Uber’s food delivery ambitions are ramping up.
Up until now, Uber only offered lunch delivery via UberEATS, which first launched in beta back in 2014. Drivers would carry around pre-made meals and deliver them to users who ordered within the existing Uber transportation app.
Now, though, Uber is creating a food-focused standalone app that offers not only lunch delivery — which is re-branded as “Instant Delivery” — but is also expanding to more hours and more restaurants. Customers will be able to pick from full menus at hundreds of different restaurants, rather than just the curated meals with the original lunch delivery service.
SFGate reported that customers will pay a $5 delivery fee in San Francisco, but that will be waived initially as Uber tries to attract more users.
The app, already available in Toronto, will arrive in Atlanta, Austin, Dallas, Melbourne, New York, Paris, Seattle, and Washington, D.C. soon. GeekWire reported about Uber’s preparations to launch the full-blown UberEATS service in Seattle earlier this month.
Though Uber’s revenue primarily comes from transporting people around cities, the company is looking to expand into other verticals with its delivery infrastructure now in place and the vast network of drivers it already has on the roads. Something like UberEATS also provides another revenue opportunity for Uber drivers beyond picking up and dropping off passengers.
“Whether it’s the ride that gets you from A to B or the food that makes you happy, Uber is there to help you get what you need, when you need it,” Uber wrote in a blog post today.
Uber, which has raised more than $8 billion, faces a flurry of competition in the food delivery market with startups and corporations alike utilizing technology to help get food, grocery items, and other products in the hands of consumers in the most efficient way possible. In Seattle, food delivery options include services like DoorDash, Peach, Lish, Munchery, Square-owned Caviar, Postmates, Bitesquad, Seamless, Gobble, GrubHub, Farmigo, Yelp-owned Eat 24, and many others.

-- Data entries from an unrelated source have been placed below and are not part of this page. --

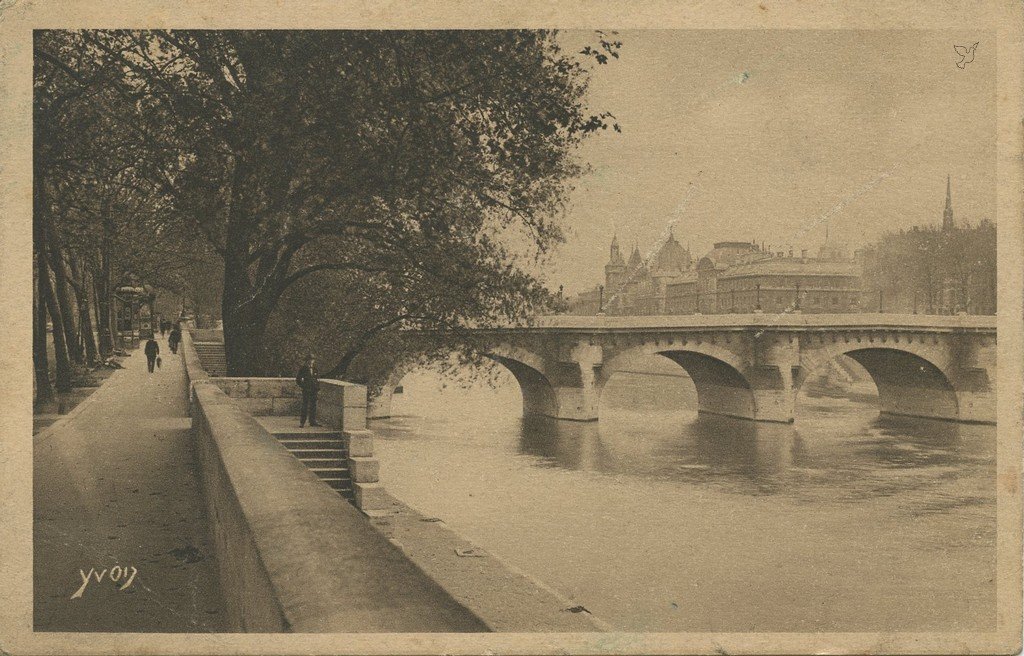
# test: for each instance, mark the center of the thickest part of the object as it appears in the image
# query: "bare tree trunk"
(104, 302)
(85, 320)
(40, 360)
(64, 370)
(64, 299)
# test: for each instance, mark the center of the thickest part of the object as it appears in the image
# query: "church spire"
(947, 214)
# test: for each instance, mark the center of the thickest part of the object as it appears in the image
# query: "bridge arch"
(718, 375)
(528, 368)
(912, 379)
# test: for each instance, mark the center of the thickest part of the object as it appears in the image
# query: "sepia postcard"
(511, 328)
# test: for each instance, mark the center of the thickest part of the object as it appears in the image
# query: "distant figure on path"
(309, 383)
(152, 351)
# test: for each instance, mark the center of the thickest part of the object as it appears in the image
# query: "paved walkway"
(116, 485)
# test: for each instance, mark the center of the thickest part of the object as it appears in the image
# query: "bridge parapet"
(752, 365)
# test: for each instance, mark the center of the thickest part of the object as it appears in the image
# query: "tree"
(384, 154)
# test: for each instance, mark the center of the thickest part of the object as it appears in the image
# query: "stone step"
(299, 434)
(338, 483)
(317, 453)
(313, 444)
(324, 463)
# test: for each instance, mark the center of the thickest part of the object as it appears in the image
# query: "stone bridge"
(751, 365)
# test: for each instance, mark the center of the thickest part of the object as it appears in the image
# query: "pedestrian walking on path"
(309, 382)
(152, 351)
(118, 485)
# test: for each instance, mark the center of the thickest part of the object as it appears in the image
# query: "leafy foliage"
(381, 179)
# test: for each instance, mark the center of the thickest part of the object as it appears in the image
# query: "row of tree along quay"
(329, 189)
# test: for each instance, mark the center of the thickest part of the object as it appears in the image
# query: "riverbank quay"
(120, 532)
(505, 598)
(295, 555)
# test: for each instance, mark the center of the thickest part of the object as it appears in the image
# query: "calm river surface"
(658, 520)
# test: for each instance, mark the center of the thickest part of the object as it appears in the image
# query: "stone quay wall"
(340, 405)
(292, 554)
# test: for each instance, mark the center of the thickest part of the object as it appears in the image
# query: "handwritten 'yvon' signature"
(116, 574)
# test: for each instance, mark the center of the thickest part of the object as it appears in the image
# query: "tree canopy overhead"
(419, 173)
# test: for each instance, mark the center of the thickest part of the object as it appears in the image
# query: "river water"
(656, 519)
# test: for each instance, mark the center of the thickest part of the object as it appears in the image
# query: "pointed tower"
(635, 260)
(947, 214)
(614, 270)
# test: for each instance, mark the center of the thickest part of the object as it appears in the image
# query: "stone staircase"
(320, 448)
(211, 356)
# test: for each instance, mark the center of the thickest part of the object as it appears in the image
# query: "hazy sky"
(759, 134)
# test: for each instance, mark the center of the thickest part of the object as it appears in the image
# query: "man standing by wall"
(309, 382)
(152, 351)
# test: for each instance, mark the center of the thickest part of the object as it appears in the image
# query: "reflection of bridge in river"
(751, 365)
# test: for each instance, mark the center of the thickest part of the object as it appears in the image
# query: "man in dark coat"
(152, 351)
(309, 382)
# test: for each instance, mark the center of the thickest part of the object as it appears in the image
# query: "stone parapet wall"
(340, 405)
(293, 556)
(206, 335)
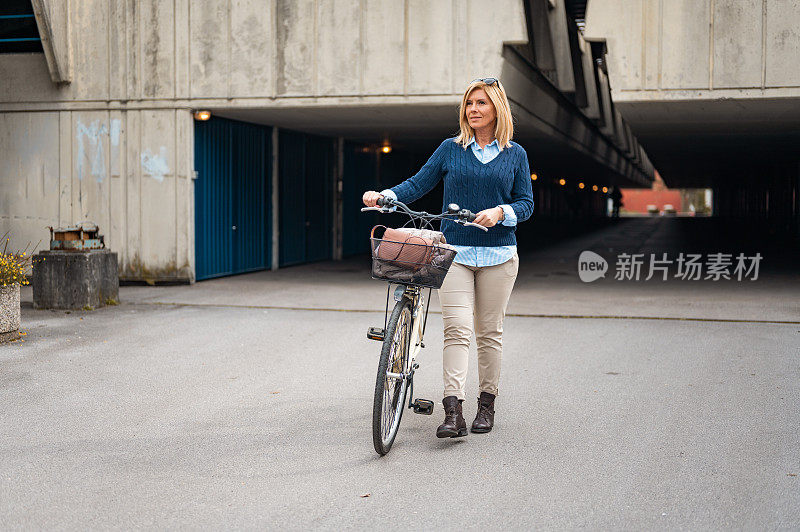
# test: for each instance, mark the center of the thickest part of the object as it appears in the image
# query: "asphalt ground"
(246, 403)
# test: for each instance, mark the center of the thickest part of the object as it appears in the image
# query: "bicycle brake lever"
(486, 229)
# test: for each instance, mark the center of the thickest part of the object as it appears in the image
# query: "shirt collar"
(475, 142)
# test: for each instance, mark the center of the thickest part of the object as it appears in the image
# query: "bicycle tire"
(394, 354)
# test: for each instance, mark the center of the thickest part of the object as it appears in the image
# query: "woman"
(485, 172)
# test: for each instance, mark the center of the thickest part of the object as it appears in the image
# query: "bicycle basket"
(409, 260)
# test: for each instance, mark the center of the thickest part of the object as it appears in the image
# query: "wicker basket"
(429, 274)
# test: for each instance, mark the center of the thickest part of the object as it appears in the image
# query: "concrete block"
(75, 280)
(9, 313)
(737, 43)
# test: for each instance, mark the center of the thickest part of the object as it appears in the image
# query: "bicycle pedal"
(423, 406)
(376, 333)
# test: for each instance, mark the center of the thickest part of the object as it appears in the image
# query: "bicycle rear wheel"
(390, 388)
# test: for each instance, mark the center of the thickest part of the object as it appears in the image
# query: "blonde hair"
(504, 128)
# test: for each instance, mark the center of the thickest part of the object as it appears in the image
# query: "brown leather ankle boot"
(454, 425)
(484, 420)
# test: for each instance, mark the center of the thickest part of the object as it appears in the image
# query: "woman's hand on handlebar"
(370, 198)
(489, 217)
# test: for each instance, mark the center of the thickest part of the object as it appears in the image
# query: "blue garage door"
(232, 197)
(306, 164)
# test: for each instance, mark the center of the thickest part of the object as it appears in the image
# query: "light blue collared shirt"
(481, 256)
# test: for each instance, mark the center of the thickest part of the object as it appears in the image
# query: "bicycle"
(403, 330)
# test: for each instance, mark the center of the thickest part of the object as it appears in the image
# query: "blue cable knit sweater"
(505, 180)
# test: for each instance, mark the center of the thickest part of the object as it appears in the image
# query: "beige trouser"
(468, 291)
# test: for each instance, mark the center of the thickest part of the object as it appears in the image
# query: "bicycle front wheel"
(391, 386)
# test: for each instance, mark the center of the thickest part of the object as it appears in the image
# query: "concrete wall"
(115, 144)
(128, 171)
(667, 49)
(179, 51)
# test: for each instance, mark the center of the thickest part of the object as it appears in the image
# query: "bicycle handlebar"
(454, 213)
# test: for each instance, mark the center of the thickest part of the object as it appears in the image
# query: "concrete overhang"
(695, 143)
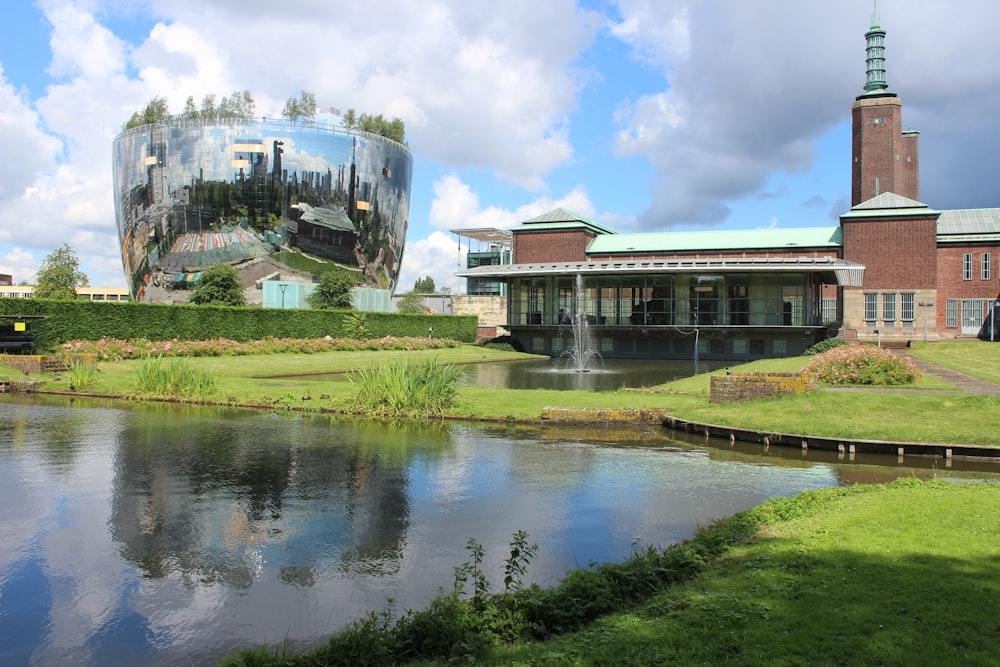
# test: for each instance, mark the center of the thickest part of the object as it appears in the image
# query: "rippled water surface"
(172, 535)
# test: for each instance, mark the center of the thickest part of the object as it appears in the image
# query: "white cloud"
(19, 132)
(19, 264)
(750, 87)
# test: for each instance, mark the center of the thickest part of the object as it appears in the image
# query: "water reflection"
(608, 375)
(165, 534)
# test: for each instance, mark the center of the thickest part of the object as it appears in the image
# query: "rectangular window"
(871, 308)
(889, 306)
(951, 313)
(906, 306)
(828, 310)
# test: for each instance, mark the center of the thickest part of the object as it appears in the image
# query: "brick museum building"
(893, 270)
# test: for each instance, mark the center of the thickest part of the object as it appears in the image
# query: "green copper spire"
(876, 57)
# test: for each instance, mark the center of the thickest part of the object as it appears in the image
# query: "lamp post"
(993, 320)
(926, 305)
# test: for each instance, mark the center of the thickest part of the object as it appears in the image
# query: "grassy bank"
(900, 574)
(904, 574)
(874, 414)
(929, 410)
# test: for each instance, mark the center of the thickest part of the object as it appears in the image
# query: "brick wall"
(884, 159)
(833, 253)
(548, 247)
(950, 272)
(744, 386)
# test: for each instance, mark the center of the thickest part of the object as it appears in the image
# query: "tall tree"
(424, 285)
(333, 291)
(219, 285)
(59, 275)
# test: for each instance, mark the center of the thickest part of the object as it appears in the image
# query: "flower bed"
(113, 349)
(862, 364)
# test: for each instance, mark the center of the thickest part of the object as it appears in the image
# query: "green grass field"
(905, 574)
(930, 410)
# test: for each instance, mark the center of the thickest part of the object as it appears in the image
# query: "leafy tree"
(393, 129)
(155, 111)
(303, 107)
(424, 285)
(333, 291)
(237, 105)
(208, 111)
(219, 285)
(59, 275)
(411, 302)
(190, 110)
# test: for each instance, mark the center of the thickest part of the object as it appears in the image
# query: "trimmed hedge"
(86, 320)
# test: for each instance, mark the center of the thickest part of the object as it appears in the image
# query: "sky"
(644, 115)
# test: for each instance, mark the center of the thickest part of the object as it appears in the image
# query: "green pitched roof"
(737, 239)
(561, 218)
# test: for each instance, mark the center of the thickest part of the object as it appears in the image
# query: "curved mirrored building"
(269, 197)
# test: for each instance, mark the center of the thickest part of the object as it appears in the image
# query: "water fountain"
(581, 356)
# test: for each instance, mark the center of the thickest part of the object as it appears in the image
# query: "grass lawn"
(980, 360)
(868, 413)
(905, 574)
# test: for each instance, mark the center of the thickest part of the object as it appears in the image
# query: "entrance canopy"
(830, 271)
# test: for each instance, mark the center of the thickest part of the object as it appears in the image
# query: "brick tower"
(885, 158)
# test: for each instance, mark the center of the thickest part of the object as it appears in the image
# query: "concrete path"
(966, 383)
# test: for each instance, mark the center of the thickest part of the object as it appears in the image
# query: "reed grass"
(404, 387)
(174, 378)
(83, 376)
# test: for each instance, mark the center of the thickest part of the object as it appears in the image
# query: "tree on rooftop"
(333, 291)
(59, 275)
(411, 302)
(424, 285)
(303, 107)
(219, 285)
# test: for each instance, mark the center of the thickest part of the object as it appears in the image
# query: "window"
(889, 307)
(906, 300)
(871, 308)
(828, 310)
(951, 313)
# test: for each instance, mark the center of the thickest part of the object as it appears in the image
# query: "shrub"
(862, 364)
(825, 345)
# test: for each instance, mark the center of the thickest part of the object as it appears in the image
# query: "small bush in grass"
(82, 375)
(825, 345)
(173, 377)
(404, 387)
(862, 364)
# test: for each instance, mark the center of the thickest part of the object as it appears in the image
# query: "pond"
(164, 534)
(602, 374)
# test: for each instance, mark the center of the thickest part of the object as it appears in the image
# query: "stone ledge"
(737, 386)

Even big tech giants like Amazon — which also delivers groceries via AmazonFresh, a competitor to Instacart — are getting involved, with the Seattle company rolling out a new restaurant delivery service that GeekWire tested last year.
The competition is heated, and some aren’t finding success. Just today, TechCrunch reported that SpoonRocket shut down after failing to raise more investment — it closed shop in Seattle last year after operating for just four months — while India ride-hailing giant Ola closed its own food delivery services earlier this month just one year after launching them.